The RCSU was briefly disbanded for a few years in the early 2000s following the College's decision to split up the Sciences Faculty into separate Faculties of Physical and Life Sciences, with the RCSU at the time deciding to follow suit, splitting into the Physical Sciences Union and the Life Sciences Union. In 2006 however, following the College's decision to re-merge the faculties, the presidents of the two constituent unions, Kilian Frensch and Mariko Tavernier, proposed to re-merge the two student unions, with the new union named the Royal College of Science Union following a popular vote. The re-merged RCSU was first led jointly by Kilian Frensch and Mariko Tavernier for the remainder of the college year, before Jad Marrouche became its first sole president the following year.

== Science Challenge ==
The RCSU Science Challenge is a scientific writing competition created in 2006 by the presidents of the newly-reformed RCSU, Kilian Frensch and Mariko Tavernier. Initially only for students of Imperial College, from its second year it was expanded and made open to schools students from across the country. The competition invites notable science communicators to judge the entries, with recent judges including BBC News science correspondent Pallab Ghosh, physicist John Pendry and climatologist Brian Hoskins.

== Traditions ==
The RCSU has a number of traditions, including the chanting of the kangela at bar nights and the sport of mascotry, guarding a college mascot called Theta. Theta takes the form of a thermometer, chosen as an instrument used by all scientific disciplines. Theta has had a number of incarnations, with the current mascot, Theta Mk.IV being a seven-foot steel thermometer weighing over 100 pounds (45 kg).

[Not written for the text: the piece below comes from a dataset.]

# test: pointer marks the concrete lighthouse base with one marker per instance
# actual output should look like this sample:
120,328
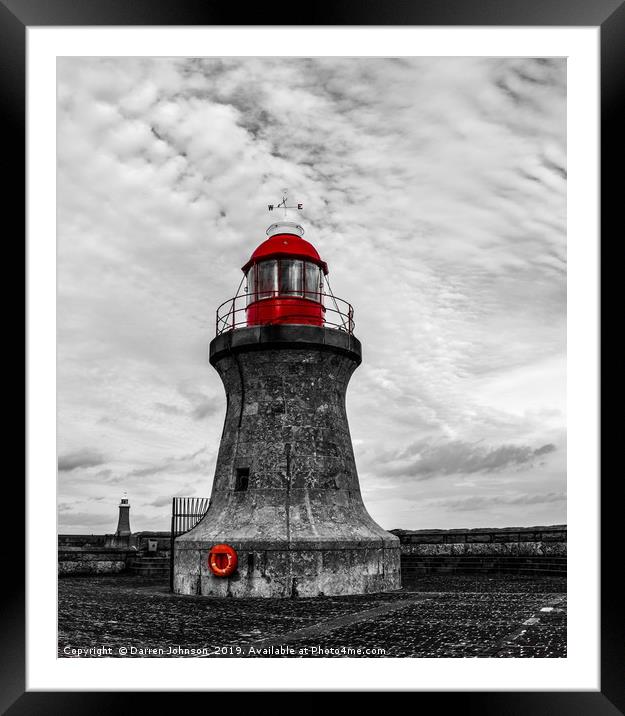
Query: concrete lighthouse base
286,495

The RCSU also keeps an 'inviolate mascot' (i.e. it cannot be stolen), which is a Dennis N-Type fire engine known as Jezebel. Built in 1916, 'Jez' was donated to the college in 1955 when she finished her working life, and is equipped with 9-litre engine capable of pumping around 500 gallons of water per minute. There is a dedicated RCS Motor Club which maintains and takes care of Jezebel. She is involved with charity work and appears at various motor shows.

== Kangela ==

The Kangela is reputed to be an ancient Swahili Fertility Chant [Royal College of Science Handbook, 1973] first adopted by the RCSU in the middle 1950s as a War Cry on the occasion of Morphy Day.

The words are as follows:

Kangela Armadola
Kangela Armadola
Kangela Armadola
Teia, Teia, Teia,
Pakamisso, Pakamisso,
Inkangala, Kubinala,
Watsi, R.C.S.

The word kangela means "to watch" in Zulu.